Sixty-three eyes from 58 patients were enrolled in this study. The subjects included 15 men and 48 women with a mean age of 75.14 years (range, 51 to 90 years; standard deviation, 9.22 years). Sixteen eyes were classified as having serous nonvascularized PEDs (25.4%; Figure 2 ) , 25 eyes were classified as having serous vascularized PEDs (39.7%; Figure 3 ), 20 eyes were classified as having fibrovascularized PEDs (31.7%; Figure 4 ) , and 2 eyes were classified as having hemorrhagic vascularized PEDs (3.2%; Figure 5 ) .
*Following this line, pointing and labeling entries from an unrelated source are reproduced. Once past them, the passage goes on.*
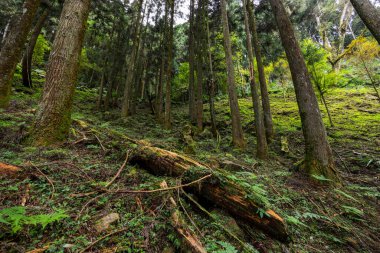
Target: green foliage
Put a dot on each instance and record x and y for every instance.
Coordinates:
(16, 218)
(353, 211)
(295, 221)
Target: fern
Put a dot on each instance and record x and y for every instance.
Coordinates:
(16, 218)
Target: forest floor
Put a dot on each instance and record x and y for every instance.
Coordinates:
(319, 218)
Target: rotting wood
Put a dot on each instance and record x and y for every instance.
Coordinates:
(191, 240)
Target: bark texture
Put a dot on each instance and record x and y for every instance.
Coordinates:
(169, 71)
(28, 55)
(318, 155)
(370, 16)
(237, 130)
(53, 118)
(13, 46)
(262, 146)
(268, 122)
(216, 189)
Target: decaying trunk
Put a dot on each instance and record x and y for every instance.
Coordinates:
(191, 241)
(54, 114)
(226, 194)
(13, 46)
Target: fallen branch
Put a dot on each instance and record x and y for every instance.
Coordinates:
(191, 240)
(119, 171)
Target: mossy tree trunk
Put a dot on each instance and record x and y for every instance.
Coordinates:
(28, 55)
(169, 71)
(318, 154)
(268, 122)
(53, 118)
(262, 146)
(132, 62)
(370, 16)
(192, 111)
(13, 46)
(237, 130)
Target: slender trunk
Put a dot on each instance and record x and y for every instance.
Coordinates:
(370, 16)
(268, 122)
(262, 146)
(192, 111)
(100, 97)
(214, 130)
(200, 60)
(237, 130)
(169, 73)
(160, 88)
(54, 114)
(28, 55)
(318, 155)
(13, 46)
(128, 89)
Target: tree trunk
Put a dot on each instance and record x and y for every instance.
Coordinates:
(128, 89)
(214, 130)
(192, 111)
(13, 46)
(28, 55)
(169, 71)
(200, 60)
(217, 189)
(262, 146)
(268, 122)
(237, 130)
(54, 114)
(318, 155)
(370, 16)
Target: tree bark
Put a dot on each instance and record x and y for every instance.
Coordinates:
(237, 130)
(262, 146)
(318, 155)
(53, 119)
(217, 189)
(268, 122)
(169, 71)
(214, 130)
(28, 55)
(192, 111)
(13, 46)
(370, 16)
(128, 89)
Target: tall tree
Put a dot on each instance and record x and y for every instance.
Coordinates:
(28, 55)
(262, 146)
(132, 59)
(237, 130)
(54, 115)
(13, 46)
(268, 122)
(370, 16)
(318, 155)
(169, 73)
(192, 112)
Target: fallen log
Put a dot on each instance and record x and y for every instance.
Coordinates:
(217, 189)
(220, 191)
(7, 170)
(191, 240)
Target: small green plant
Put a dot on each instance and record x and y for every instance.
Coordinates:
(16, 218)
(353, 211)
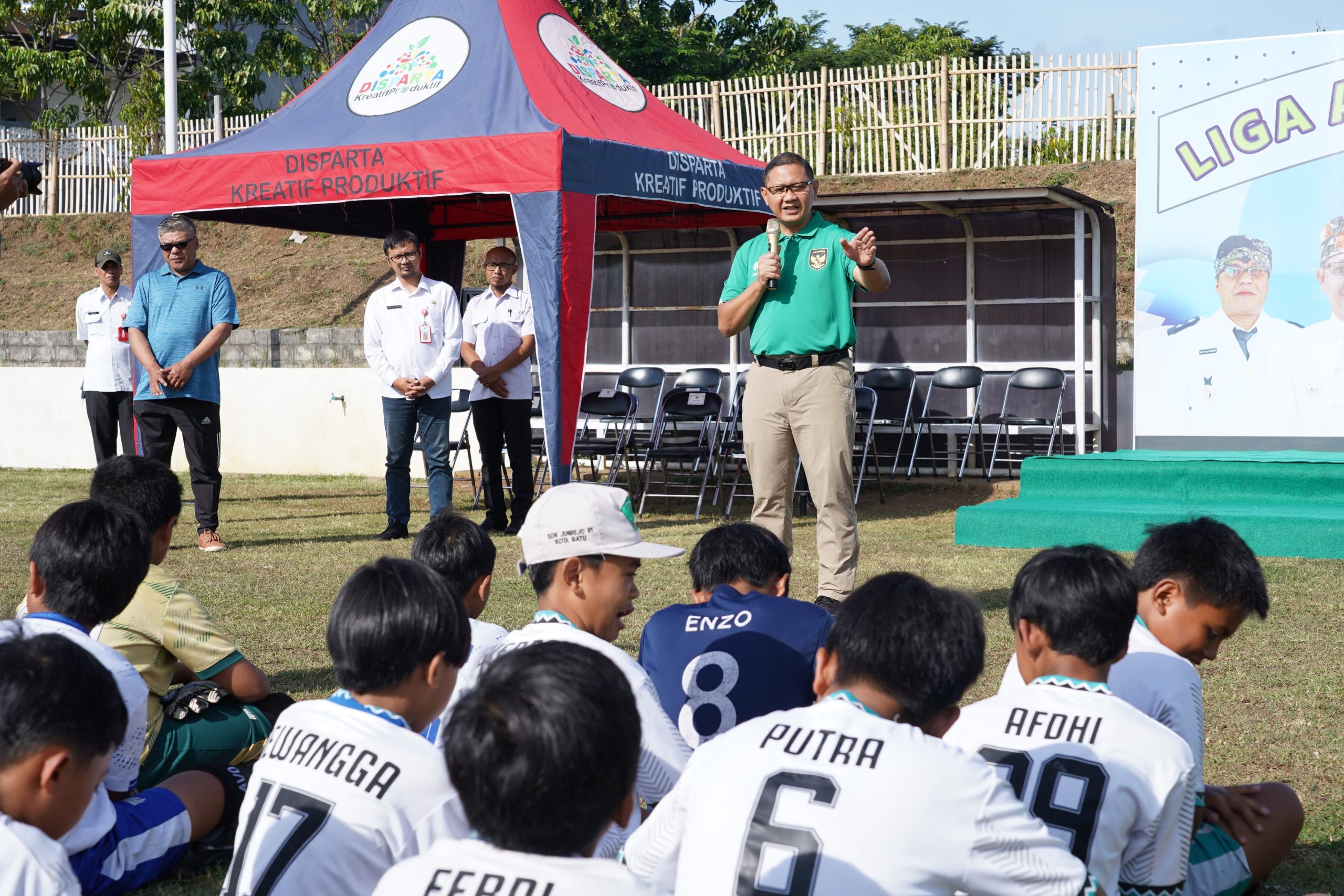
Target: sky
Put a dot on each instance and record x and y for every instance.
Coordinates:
(1078, 26)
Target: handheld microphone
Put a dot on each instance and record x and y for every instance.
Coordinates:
(772, 231)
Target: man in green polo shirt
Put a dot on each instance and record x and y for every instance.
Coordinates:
(800, 392)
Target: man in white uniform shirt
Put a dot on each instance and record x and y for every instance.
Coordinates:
(108, 385)
(413, 333)
(582, 551)
(857, 794)
(498, 339)
(1214, 368)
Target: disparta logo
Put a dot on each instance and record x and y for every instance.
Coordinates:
(588, 64)
(409, 68)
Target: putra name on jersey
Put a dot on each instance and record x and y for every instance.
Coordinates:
(335, 758)
(797, 741)
(1053, 726)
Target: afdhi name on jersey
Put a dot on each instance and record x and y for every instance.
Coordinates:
(1113, 785)
(356, 766)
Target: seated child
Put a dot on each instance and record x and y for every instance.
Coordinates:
(550, 712)
(1116, 786)
(742, 648)
(61, 718)
(1198, 581)
(461, 553)
(346, 787)
(85, 565)
(171, 638)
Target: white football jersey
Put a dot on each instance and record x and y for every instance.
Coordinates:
(1160, 683)
(835, 800)
(663, 753)
(124, 769)
(340, 794)
(1113, 785)
(34, 864)
(471, 867)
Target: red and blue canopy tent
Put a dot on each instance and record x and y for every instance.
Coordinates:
(469, 120)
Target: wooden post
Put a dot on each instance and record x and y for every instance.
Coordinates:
(819, 163)
(1109, 144)
(53, 176)
(716, 111)
(944, 116)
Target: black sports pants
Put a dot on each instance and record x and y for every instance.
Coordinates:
(160, 419)
(496, 421)
(109, 412)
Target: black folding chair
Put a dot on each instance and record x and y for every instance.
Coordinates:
(952, 379)
(685, 405)
(893, 381)
(865, 412)
(606, 405)
(1035, 379)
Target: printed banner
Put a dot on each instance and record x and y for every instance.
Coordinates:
(1240, 245)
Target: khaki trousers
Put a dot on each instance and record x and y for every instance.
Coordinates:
(805, 414)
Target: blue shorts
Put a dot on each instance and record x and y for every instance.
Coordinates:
(1218, 864)
(151, 835)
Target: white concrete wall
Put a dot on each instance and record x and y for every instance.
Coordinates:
(273, 419)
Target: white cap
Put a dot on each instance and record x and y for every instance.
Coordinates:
(582, 518)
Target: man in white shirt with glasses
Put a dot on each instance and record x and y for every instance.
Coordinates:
(498, 340)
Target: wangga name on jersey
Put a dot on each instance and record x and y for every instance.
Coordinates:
(796, 741)
(339, 760)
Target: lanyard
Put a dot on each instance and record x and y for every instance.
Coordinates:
(844, 696)
(343, 698)
(553, 616)
(57, 617)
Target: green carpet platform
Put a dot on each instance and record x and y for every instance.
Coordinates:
(1283, 503)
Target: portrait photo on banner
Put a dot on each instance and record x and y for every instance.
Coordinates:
(1240, 245)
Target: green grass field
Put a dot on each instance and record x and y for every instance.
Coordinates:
(1273, 698)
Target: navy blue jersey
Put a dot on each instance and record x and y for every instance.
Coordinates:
(731, 659)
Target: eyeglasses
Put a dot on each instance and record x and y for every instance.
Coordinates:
(797, 190)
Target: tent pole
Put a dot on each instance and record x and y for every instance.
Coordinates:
(170, 77)
(627, 287)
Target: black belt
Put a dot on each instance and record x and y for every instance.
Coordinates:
(800, 362)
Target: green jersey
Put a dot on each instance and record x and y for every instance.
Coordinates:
(810, 309)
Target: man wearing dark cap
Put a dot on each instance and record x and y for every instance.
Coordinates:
(108, 385)
(1215, 366)
(1308, 382)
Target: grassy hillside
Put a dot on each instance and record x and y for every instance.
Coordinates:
(324, 281)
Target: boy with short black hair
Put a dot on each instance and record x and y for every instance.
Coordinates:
(582, 551)
(1116, 786)
(61, 718)
(171, 638)
(742, 648)
(85, 563)
(857, 794)
(1198, 581)
(464, 555)
(365, 789)
(550, 712)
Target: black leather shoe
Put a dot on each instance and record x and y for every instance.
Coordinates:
(830, 605)
(393, 532)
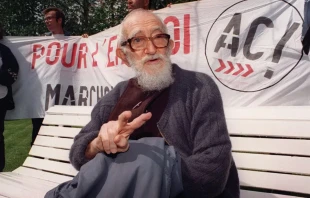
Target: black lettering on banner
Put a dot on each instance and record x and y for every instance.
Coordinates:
(92, 89)
(98, 92)
(250, 37)
(279, 48)
(69, 94)
(234, 24)
(50, 92)
(106, 90)
(83, 100)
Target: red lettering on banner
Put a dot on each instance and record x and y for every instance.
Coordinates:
(82, 55)
(176, 32)
(35, 56)
(49, 51)
(64, 55)
(110, 49)
(187, 36)
(95, 64)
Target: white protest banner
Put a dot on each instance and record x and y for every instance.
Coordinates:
(250, 48)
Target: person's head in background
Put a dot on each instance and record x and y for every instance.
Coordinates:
(135, 4)
(1, 31)
(54, 19)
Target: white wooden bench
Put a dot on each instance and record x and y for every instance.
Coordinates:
(271, 147)
(47, 164)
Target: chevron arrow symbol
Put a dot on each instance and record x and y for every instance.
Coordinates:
(250, 70)
(240, 69)
(231, 67)
(223, 66)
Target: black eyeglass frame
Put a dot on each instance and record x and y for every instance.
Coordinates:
(128, 41)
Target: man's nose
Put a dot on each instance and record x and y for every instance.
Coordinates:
(150, 48)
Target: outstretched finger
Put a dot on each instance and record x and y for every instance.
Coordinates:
(123, 119)
(140, 120)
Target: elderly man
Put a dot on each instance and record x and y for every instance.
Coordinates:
(163, 100)
(135, 4)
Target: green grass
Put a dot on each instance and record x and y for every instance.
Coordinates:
(17, 137)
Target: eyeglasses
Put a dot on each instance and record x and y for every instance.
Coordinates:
(49, 18)
(140, 42)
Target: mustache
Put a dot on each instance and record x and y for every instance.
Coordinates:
(152, 57)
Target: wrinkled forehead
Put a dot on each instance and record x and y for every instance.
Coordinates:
(51, 13)
(145, 24)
A total of 63 sets of OCT images were obtained and analyzed. Each set of OCT images consisted of 5 repeated scans from 1 visit. A review of the acquired datasets led to the exclusion of 1 image from each of 4 different patients because of poor image quality resulting from large motion artifacts. Therefore, 4 eyes had only 4 repeated scans used in the analysis. The PED area and PED volume were computed automatically from each image over the full 6 × 6-mm square covered by the scan.
One (1.6%) of the 63 eyes was a clear outlier in which the algorithm failed to identify the RPE properly, resulting in very different measurements over the 5 repetitions. This particular case created problems for the RPE segmentation algorithm, which failed to identify the appropriate anatomic boundaries on 4 of the 5 scans. The algorithm erroneously identified a highly reflective signal from the photoreceptor outer segments as the RPE layer rather than following the true RPE layer ( Figure 6 ) . In this case, the retina elevated by the subretinal fluid was interpreted by the algorithm as a PED. Obvious failures of the RPE segmentation were identified immediately when viewing OCT datasets, and in this case, the PED measurements were unreliable and were excluded from the reproducibility analysis.